How do you evaluate the inverse function by sketching a unit circle, locating the correct angle, and evaluating the ordered pair on the circle for: #tan^-1 (0)# and #csc^-1 (2)#?

1 Answer
Aug 4, 2014

The trigonometric functions (#"sin"#, #"cos"#, #"tan"#) all take angles as their arguments, and produce ratios. (remember SOHCAHTOA)

The inverse trigonometric functions (#"arcsin"#, #"arccos"#) take ratios as their arguments, and produce the corresponding angles.

Let us take a look at a unit circle diagram:
Unit circle diagram with radius

#r# is the radius of the circle, and it is also the hypotenuse of the right triangle.

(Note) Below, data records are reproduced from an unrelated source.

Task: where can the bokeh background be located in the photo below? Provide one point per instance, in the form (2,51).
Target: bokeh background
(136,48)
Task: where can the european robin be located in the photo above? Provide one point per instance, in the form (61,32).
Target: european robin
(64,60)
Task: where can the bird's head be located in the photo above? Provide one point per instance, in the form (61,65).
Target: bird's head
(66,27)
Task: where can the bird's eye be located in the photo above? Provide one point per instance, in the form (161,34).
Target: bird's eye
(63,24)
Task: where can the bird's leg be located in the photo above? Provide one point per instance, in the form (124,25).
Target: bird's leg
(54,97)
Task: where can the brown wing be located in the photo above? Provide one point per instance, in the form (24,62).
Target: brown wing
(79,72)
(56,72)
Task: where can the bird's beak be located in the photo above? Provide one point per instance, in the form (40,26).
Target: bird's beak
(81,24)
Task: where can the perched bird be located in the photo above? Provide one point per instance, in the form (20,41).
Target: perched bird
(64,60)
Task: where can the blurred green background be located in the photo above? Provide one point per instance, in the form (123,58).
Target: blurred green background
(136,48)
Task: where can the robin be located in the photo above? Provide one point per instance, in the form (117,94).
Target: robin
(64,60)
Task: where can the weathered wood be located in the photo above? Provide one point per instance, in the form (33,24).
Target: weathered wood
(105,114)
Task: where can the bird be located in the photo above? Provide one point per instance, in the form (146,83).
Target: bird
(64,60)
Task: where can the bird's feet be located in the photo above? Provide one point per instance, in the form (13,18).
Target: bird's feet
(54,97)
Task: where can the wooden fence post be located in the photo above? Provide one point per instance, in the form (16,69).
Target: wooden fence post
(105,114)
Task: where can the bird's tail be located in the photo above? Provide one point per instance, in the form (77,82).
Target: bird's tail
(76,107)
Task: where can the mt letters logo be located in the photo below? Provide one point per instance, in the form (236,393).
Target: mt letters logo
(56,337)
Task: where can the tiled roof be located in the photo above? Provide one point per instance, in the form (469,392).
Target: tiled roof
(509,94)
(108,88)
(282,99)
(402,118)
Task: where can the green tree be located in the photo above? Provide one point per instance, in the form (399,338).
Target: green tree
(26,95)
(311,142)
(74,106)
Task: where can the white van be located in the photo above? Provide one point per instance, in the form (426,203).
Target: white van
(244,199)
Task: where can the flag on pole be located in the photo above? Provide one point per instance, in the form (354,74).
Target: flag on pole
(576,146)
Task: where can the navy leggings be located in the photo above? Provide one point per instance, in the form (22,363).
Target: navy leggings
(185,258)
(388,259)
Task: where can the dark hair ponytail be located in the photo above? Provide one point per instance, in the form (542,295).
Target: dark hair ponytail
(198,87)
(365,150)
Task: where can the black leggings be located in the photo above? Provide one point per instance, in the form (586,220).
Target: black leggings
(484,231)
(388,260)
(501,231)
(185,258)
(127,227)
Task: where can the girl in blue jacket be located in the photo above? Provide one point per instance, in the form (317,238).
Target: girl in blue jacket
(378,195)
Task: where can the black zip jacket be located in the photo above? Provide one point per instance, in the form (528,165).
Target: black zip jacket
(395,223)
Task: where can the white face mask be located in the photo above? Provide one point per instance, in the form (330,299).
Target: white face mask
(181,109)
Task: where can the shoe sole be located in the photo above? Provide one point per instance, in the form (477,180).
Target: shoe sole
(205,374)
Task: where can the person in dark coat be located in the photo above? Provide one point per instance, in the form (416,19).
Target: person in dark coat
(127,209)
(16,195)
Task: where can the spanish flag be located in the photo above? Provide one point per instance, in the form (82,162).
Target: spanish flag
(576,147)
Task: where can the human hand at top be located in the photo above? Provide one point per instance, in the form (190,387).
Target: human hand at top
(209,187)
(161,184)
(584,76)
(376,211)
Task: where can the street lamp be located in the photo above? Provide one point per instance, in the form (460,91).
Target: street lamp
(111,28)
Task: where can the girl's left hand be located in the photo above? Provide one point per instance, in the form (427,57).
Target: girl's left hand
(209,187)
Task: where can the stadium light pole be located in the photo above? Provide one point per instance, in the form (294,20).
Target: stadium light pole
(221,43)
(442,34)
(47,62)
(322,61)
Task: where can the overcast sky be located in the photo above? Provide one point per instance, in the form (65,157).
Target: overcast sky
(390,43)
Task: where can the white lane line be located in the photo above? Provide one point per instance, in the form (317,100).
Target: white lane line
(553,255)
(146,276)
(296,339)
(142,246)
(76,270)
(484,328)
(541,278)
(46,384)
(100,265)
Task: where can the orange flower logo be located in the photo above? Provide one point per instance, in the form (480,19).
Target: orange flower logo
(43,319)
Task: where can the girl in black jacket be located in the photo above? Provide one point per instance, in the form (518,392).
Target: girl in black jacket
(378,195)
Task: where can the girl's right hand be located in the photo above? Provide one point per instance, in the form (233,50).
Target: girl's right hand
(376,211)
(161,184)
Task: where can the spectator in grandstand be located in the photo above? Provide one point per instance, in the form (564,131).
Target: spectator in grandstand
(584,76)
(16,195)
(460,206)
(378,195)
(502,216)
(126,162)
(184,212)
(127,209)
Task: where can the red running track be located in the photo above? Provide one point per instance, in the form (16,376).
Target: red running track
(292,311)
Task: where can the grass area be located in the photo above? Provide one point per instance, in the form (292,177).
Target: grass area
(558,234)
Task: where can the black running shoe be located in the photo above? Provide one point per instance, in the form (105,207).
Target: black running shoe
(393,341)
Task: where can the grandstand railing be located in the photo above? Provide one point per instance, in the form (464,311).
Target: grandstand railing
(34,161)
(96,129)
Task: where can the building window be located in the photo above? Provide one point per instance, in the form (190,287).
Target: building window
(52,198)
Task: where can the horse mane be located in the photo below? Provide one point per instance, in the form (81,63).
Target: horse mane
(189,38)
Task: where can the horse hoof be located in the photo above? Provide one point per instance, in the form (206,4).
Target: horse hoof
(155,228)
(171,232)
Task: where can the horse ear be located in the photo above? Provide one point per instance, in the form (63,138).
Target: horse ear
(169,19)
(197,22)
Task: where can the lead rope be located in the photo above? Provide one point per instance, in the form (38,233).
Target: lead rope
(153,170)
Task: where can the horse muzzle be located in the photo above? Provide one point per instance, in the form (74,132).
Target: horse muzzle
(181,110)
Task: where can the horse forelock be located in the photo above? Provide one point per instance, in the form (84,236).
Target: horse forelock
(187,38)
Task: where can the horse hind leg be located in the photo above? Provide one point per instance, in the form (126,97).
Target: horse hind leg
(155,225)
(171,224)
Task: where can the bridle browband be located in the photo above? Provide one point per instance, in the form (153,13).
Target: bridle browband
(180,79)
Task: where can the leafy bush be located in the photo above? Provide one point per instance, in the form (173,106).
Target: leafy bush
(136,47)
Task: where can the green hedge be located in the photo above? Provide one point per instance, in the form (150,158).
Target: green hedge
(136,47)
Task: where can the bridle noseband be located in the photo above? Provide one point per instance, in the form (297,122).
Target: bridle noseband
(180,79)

We will start with #arctan 0#. First, we know that the tangent of an angle equals the ratio between the opposite side and the adjacent side. And, we know that the arc tangent function takes a ratio of this form, and produces an angle. Since #0# is our arc tangent's argument, then it must be equal to the ratio:

#y/x = 0#.

Clearly, this statement can only be true if #y = 0#. And if #y= 0#, then #theta# must also be #0#.

So,

#arctan 0 = 0#.

Let us move on to #"arccsc"(2)#.

Well, the cosecant of an angle is the inverse of its sine. In other words,

#csc theta = 1/sin theta#.

We know that sine gives a ratio between the opposite side and the hypotenuse. So, the cosecant function therefore gives a ratio between the hypotenuse and the opposite side. And, if the arc-cosecant takes this ratio as an argument, and gives the angle, then we know that #2# must be the ratio between the hypotenuse and the opposite side.

#2 = r/y#

This is more conveniently written as:

#2y = r#

Or, alternatively as:

#y = 1/2 r#

What this tells us is that for our angle #theta# to equal the #"arccsc"# of #2#, we need a right triangle whose hypotenuse is twice the length of its opposite leg.

And, elementary geometry tells us that this is precisely what occurs in a 30-60-90 triangle.

If #r = 2y#, then #x = ysqrt(3)#. Therefore, #theta# is equal to #30# degrees, or #pi/6#.